Thanks I just ordered 25 5er boxes for various hits and bombs!!


----------



## Stogie (Feb 13, 2007)

Great Thread!


----------



## GoinFerSmoke (Jan 1, 2007)

Well they used to but now thanks to Stogie they are on back order for the next 10 years... tell them why Stog...!?!?!?!


----------



## boxer757 (Apr 18, 2007)

Awesome I just ordered some so I can bomb John for the Birthday PIF before the month is up!


----------



## mrgatorman (Mar 23, 2007)

As an eBayer from years ago, I have had that secret locked down...now you had to expose it...thanks.LOL

Joke aside...thanks for this info. I had done it for so long that I forgot to share it.


----------



## Chango (Apr 7, 2006)

GoinFerSmoke said:


> Well they used to but now thanks to Stogie they are on back order for the next 10 years... tell them why Stog...!?!?!?!


Ha! Yeah, we thought he over did it, and then certain members went out and had manufacturers send him a ton of cigars to share with the rest us...something tells me he will put all those boxes to work!


----------



## GoinFerSmoke (Jan 1, 2007)

You can also get the First Class tape free too...helps secure the sides and end with the stick tape on it... haven't heard of a box I sent coming open during shipping...


----------



## tekeeladude-cl (Mar 13, 2007)

GoinFerSmoke said:


> You can also get the First Class tape free too...helps secure the sides and end with the stick tape on it... haven't heard of a box I sent coming open during shipping...


I didn't know about the tape.
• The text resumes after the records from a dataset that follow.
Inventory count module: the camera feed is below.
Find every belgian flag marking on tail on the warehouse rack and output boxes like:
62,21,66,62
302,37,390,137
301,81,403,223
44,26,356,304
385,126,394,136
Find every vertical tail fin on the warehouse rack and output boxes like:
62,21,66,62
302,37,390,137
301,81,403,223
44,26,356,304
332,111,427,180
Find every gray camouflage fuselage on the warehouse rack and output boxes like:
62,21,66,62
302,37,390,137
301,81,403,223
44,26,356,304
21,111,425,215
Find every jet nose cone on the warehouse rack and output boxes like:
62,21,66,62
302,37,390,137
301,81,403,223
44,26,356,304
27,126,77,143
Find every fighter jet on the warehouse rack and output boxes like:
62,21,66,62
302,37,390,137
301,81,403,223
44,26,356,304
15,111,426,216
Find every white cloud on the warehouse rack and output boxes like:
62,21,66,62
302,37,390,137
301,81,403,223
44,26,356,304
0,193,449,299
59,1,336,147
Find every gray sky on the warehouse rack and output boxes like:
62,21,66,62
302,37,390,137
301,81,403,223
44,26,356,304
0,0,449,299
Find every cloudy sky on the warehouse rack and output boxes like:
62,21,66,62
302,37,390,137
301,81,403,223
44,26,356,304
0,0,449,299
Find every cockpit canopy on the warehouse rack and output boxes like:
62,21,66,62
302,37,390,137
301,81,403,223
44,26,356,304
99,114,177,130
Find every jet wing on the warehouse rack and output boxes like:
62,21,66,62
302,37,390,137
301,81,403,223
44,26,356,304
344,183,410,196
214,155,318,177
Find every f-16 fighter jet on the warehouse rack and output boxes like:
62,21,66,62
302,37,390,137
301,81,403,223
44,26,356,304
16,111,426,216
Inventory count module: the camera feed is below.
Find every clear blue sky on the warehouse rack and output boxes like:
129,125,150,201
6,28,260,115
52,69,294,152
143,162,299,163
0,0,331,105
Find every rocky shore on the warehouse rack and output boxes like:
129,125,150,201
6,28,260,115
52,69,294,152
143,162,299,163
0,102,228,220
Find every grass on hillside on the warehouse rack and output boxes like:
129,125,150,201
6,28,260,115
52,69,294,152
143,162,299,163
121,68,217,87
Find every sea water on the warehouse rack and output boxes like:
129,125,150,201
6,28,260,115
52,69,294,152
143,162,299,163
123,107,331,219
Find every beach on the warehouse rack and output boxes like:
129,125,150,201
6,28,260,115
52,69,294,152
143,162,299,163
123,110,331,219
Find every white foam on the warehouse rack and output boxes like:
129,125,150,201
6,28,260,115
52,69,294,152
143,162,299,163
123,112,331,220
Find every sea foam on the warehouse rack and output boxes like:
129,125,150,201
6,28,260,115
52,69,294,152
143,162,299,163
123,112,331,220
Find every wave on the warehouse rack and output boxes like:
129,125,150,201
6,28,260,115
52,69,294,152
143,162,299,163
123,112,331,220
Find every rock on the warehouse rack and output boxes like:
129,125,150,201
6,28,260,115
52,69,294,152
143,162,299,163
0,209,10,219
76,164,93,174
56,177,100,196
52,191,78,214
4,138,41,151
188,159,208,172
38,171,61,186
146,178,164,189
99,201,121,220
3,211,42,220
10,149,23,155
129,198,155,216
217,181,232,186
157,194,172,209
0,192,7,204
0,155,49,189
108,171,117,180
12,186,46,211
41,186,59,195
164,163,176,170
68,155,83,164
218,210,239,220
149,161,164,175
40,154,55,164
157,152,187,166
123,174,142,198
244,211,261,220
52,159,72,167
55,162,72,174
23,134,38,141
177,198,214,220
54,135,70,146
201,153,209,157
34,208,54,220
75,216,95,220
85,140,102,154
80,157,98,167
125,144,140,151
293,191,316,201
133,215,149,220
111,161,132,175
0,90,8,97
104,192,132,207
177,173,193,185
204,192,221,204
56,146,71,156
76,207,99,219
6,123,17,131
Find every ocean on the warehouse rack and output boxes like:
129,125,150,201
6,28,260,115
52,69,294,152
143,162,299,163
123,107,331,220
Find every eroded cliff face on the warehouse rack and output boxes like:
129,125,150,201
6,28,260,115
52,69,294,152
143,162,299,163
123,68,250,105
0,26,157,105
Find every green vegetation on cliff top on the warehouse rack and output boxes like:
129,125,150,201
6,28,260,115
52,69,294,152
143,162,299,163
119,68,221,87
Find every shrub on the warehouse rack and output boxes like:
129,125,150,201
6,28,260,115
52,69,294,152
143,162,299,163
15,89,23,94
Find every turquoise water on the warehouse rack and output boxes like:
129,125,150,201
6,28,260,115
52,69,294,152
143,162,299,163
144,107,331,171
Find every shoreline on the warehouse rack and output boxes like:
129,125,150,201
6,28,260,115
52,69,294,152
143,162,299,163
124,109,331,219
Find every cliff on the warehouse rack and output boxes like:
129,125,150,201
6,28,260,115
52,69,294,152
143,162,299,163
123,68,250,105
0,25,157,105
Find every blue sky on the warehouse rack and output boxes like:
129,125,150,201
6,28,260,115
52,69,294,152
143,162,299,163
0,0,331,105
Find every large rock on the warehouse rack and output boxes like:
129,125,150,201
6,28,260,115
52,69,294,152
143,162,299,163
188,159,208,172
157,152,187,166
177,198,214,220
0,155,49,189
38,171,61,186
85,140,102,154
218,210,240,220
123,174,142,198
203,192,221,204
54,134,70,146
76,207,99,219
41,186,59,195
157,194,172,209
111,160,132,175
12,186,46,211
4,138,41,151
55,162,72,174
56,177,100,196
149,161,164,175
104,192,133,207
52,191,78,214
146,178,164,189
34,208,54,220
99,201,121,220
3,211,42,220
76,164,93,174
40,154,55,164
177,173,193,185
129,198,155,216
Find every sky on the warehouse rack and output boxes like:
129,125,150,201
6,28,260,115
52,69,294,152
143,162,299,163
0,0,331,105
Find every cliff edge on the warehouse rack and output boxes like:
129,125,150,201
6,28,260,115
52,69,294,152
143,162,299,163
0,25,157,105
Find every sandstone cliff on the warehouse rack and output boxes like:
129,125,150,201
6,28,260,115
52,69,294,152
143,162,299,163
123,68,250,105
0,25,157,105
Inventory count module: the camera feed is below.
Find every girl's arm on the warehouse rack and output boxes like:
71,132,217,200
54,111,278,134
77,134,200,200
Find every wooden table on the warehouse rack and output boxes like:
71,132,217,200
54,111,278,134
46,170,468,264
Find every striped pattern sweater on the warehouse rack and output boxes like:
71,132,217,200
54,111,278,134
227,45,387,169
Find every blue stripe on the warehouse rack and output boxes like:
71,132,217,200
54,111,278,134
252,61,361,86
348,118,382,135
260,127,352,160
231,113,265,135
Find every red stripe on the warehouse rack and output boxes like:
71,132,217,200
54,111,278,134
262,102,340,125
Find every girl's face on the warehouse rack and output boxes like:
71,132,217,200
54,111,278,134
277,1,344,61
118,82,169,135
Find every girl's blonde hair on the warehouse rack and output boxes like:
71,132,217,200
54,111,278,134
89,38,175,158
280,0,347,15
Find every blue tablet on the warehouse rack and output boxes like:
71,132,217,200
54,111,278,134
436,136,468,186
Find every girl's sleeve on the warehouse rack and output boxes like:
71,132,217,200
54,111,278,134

I'll have to add some of that to my box backorder.


----------



## Kaybee (Apr 29, 2007)

mrgatorman said:


> As an eBayer from years ago, I have had that secret locked down...now you had to expose it...thanks.LOL
> 
> Joke aside...thanks for this info. I had done it for so long that I forgot to share it.


no turning the boxes around anymore for blank boxes. They fixed it so you can't...bad PO bad PO


----------



## DirkT-cl (Mar 12, 2007)

For the record:

It took about 1 week from when I placed my order to get an email from the USPS that my order was shipped and about another week for the order to arrive in my mailbox (2 week turn around).


----------



## LouZava (May 25, 2007)

Very cool! I ordered some boxes, and trying to figure out the online shipping label thingy. Beware I feel like blowing #$%^ up!!


----------



## BigBuddha76 (Mar 15, 2005)

GoinFerSmoke said:


> You can also get the First Class tape free too...helps secure the sides and end with the stick tape on it... haven't heard of a box I sent coming open during shipping...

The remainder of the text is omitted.